GM’s Lordstown, Ohio, plant has been sold to an EV startup, “Lordstown Motors Corp.,” which is affiliated with Workhorse Group, the company behind the Workhorse W-15 plug-in pickup truck.

Electrek, By Jameson Dow

© Jameson Dow / Electrek | GM just sold its Lordstown plant to an EV startup affiliated with Workhorse.

Workhorse shares no ownership with Lordstown Motors Corp., but the two companies are affiliated. They plan to share intellectual property, and Workhorse’s ex-CEO Steve Burns is now CEO of Lordstown Motors.

The deal has been brewing for some months now. Talks were prematurely revealed in May on Twitter, though nothing had been finalized yet.

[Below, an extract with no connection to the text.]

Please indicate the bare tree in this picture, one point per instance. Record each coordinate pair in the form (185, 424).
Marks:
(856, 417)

We now know that Workhorse itself won’t own the plant, but that a new company has been formed that plans to work with Workhorse in the future.

Workhorse is currently bidding on the contract for the next US Postal Service delivery truck. This contract would be very lucrative if it comes through. There are several other companies bidding on the same contract, but Workhorse is the main bidder with an electric option, which would likely be a huge money saver for the USPS as compared to gas options.

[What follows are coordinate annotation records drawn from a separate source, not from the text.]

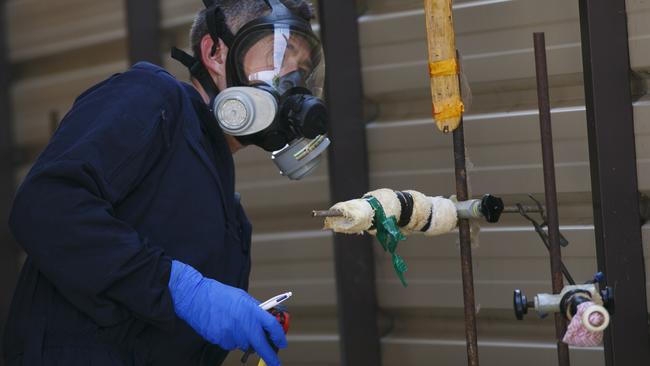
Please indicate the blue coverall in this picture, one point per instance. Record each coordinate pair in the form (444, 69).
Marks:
(137, 174)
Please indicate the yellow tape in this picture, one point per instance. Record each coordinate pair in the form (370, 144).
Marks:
(450, 109)
(443, 68)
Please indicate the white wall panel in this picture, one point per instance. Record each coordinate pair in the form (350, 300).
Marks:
(423, 323)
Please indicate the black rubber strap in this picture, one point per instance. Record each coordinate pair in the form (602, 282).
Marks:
(406, 201)
(428, 224)
(197, 70)
(218, 28)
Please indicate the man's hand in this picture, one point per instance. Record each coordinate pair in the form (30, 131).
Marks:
(224, 315)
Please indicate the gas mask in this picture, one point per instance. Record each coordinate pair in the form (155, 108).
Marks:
(275, 74)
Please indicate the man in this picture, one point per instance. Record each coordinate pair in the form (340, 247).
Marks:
(138, 249)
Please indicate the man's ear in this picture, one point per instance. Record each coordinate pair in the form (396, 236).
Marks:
(214, 62)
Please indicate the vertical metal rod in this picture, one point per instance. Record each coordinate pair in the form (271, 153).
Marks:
(614, 177)
(465, 249)
(549, 188)
(348, 166)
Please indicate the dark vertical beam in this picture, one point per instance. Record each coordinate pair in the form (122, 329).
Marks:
(348, 167)
(612, 157)
(469, 300)
(143, 26)
(8, 249)
(550, 189)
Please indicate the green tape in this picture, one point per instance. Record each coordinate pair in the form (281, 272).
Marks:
(389, 235)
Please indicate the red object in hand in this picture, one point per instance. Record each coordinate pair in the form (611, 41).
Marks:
(283, 317)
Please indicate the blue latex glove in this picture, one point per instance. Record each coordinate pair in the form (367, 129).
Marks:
(224, 315)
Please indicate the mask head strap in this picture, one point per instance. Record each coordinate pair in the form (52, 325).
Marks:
(197, 70)
(217, 25)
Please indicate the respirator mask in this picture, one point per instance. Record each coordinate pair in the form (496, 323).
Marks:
(275, 74)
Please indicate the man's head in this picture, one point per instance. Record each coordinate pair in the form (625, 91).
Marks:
(237, 13)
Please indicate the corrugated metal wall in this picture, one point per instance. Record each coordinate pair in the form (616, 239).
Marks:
(59, 48)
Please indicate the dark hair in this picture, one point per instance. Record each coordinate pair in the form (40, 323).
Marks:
(240, 12)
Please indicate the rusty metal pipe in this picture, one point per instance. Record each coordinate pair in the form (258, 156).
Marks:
(550, 188)
(465, 249)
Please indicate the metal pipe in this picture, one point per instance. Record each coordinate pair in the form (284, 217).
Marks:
(337, 213)
(465, 249)
(550, 188)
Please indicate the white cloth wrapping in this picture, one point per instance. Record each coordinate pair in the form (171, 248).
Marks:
(444, 217)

Workhorse has also taken approximately 6,000 pre-orders for its plug-in hybrid truck. The company plans to build those in the Lordstown plant.

But Lordstown Motors has plans to design its own pickup model, too, which they’ve dubbed the “Endurance.”  This would be an all-electric pickup truck with four motors, one per wheel.

Electric trucks have been all the rage lately, with Rivian, Tesla, and Ford all having electric pickup trucks in production and debuting within the next couple of years.

Burns says the startup has enough money to buy the plant, but “we are going to be fundraising for a while” in order to raise the money required for retooling, development, and homologation. He has hired talent from across the industry, including GM, Ford, Karma, and Tesla’s manufacturing director Rick Schmidt.

Workhorse’s stock, previously down several percents this week, shot up more than 30% on the news.